Eye disease: “A subset of patients taking SSRIs reports nonspecific visual disturbances…SSRIs may increase intraocular pressure and lead to the emergence of angle-closure glaucoma…A nested case-control study found a higher likelihood of cataracts after exposure to newer generation antidepressants.”

Hormonal imbalance: “Long-standing increases in peripheral prolactin levels are occasionally observed in patients using ADs, including SSRIs [208] ; hyperprolactinemia may have deleterious health consequences (e.g. a decrease in BMD [bone mineral density] and hypogonadism).”

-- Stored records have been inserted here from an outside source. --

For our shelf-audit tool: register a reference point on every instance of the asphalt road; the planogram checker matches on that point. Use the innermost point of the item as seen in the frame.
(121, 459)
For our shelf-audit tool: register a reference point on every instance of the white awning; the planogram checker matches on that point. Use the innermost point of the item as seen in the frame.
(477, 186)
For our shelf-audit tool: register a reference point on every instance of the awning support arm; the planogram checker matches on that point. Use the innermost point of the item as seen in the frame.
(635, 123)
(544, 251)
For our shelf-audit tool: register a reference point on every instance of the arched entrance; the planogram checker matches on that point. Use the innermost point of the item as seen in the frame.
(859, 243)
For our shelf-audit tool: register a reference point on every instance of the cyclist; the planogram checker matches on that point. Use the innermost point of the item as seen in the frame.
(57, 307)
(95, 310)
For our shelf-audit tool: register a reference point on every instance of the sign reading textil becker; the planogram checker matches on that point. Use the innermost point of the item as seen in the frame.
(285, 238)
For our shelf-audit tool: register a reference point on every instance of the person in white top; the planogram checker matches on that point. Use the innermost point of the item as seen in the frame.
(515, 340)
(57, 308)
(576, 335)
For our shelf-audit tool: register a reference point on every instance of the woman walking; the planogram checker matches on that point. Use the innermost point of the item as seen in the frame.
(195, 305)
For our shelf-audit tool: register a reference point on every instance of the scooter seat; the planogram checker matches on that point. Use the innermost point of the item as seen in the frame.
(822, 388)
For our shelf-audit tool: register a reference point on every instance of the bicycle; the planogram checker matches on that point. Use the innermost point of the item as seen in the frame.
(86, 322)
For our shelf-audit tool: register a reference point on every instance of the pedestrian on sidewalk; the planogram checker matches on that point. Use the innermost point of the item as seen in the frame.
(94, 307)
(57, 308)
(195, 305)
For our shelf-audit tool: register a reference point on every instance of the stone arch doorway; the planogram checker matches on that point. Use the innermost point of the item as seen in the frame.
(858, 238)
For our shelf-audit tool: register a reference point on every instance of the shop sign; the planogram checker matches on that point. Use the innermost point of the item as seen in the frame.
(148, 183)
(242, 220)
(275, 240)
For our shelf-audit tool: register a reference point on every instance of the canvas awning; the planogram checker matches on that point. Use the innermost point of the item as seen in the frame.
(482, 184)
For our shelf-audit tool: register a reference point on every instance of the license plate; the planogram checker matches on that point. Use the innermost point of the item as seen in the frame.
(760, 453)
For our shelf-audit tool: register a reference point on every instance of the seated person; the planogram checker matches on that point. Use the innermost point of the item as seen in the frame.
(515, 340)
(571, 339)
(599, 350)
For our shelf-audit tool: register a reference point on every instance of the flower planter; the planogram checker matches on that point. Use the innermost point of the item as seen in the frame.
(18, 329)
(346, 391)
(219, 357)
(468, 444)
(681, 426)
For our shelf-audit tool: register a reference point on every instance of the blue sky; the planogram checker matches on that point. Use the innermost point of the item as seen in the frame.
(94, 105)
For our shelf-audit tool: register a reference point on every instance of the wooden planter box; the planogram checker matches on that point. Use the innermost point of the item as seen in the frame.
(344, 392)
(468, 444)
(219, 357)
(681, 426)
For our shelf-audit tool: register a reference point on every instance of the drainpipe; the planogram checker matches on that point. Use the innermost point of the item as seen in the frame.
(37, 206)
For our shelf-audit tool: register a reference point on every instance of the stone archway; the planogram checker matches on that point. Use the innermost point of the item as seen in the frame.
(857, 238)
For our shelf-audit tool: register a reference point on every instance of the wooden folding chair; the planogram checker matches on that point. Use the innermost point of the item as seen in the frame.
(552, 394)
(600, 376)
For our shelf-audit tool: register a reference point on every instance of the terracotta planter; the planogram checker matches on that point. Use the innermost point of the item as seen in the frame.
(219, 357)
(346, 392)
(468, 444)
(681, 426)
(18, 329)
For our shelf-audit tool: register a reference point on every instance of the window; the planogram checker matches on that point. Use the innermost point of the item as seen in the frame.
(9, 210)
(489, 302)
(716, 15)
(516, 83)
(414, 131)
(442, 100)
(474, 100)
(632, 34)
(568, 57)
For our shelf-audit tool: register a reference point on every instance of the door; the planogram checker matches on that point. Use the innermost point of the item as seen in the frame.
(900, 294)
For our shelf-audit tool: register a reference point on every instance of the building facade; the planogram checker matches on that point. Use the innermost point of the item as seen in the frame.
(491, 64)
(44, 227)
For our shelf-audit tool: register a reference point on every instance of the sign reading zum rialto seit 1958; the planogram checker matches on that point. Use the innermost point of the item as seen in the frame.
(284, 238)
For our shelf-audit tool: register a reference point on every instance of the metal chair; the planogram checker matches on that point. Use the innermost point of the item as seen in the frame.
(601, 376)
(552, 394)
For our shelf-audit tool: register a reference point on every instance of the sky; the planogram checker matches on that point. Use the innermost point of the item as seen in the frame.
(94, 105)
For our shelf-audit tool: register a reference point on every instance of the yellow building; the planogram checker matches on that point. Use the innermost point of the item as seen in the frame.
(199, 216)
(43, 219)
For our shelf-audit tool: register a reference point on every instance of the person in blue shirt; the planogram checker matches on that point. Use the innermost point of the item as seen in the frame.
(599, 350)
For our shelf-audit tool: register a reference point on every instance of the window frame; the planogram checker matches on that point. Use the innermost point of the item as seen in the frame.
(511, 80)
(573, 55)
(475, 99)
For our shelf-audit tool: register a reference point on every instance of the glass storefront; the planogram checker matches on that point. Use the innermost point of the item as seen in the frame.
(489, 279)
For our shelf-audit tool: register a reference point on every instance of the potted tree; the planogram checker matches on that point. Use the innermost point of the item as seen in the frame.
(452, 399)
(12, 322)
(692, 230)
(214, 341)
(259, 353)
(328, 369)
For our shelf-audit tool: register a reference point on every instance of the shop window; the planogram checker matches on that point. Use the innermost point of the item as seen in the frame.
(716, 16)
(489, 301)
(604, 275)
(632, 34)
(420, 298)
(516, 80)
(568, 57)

Pregnancy/Breastfeeding risk: “Most of the data describing the presence of birth defects associated with SSRI use have been based on observational studies and drug registries. Therefore, the clinical significance of these data is questionable.”

Cancer risk: “Preclinical studies have found that antidepressants can increase the growth of fibrosarcomas and melanomas, and may also promote mammary carcinogenesis.”

Whew! Now that’s depressing. And why don’t you know about these? Because your doctor doesn’t. I recently learned of a patient who was prescribed an antidepressant simultaneous to an antibiotic “just in case the antibiotic caused depression or mood changes”. We are trained to treat these medications as a “why not” application of pharmacology, and the truth is that, as the authors state:

the history of toxicology reminds us vividly of the lag that often occurs between the first approval of a drug for use in humans and the recognition of certain adverse events from that drug.”

Taking these risks seems all the more unecessary with the robust outcomes of lifestyle medicine – multimodal, multi-tier interventions that are low cost, immediately available, and side effect free. As the authors conclude:

The findings of this review suggest that long-term treatment with new generation ADs should be avoided if alternative treatments are available.”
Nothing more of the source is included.